The Washington Post’s refusal to retract a report that Mitt Romney’s Bain Capital shipped jobs overseas came after the Romney campaign provided the paper a lengthy analysis that found the June 21 front-page story wrong on most charges.
Campaign associates provided the Post with a 10-page PowerPoint and a second detailed report that countered the paper’s story that Romney was responsible for sending U.S. jobs overseas. The analysis of the six firms the Post featured found that Romney grew jobs in the United States and sent none overseas.
In one charge, the Post said Bain-backed Corporate Software Inc. and Stream International Inc. outsourced jobs. In fact, they expanded to countries like Japan and Germany to service customers in those countries and in their languages, not U.S. customers.
Despite the protests, the Post said it was sticking by their story.
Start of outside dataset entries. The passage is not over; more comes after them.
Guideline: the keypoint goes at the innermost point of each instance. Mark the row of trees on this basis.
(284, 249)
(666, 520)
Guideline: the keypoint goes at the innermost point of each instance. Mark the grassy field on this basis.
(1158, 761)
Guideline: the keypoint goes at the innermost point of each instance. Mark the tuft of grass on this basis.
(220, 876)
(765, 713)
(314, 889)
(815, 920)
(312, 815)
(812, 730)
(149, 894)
What’s more, Romney associates said that the Post refused to provide any documentation backing up its story.
Let’s compare two of the story’s examples with the Romney campaign’s documents:
— The Post charged that CSI and Stream set up overseas call centers in Europe and Japan, providing tech customer help services previously done in the U.S. Romney’s documents said that by the time Romney left Bain, Stream had grown U.S. call centers from a few hundred employees to about 5,000. They also set up overseas call centers so that help could be provided in the country and language where the help calls originated in.
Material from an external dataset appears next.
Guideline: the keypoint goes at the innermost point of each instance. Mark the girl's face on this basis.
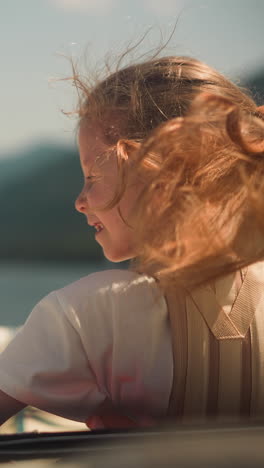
(114, 234)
— The Post said that another Bain investment, GT Bicycle Inc., relied on Asian labor. The Romney said that during Bain’s involvement, jobs in the U.S. were increased from about 350 to 750. Jobs were added in California, New York, Missouri and Florida. “If anything, Bain actually helped GT Bicycles increase exports of bikes made in America,” said the campaign, quoting GT’s CEO.
In another case the Post simply reports that companies Bain invested in had overseas operations that worked with U.S. firms, such as computer firms–hardly a crime.
In all, the companies cited by the post added 5,800 U.S. jobs during Romney’s tenure at Bain, prompting the campaign to charge: “None of the reporting in the Washington Post piece is factually accurate and the piece should be retracted.”
The reason they pushed for a retraction, of course, is because the Obama campaign has been heralding the report that Romney is the “outsourcer-in-chief,” efforts played up in several Post stories.
While shrugged off by Post editors, give credit to Post blogger Jennifer Rubin for highlighting the story’s flaws when she wrote: “You see, there were no jobs in the U.S. that were ‘sent’ anywhere.”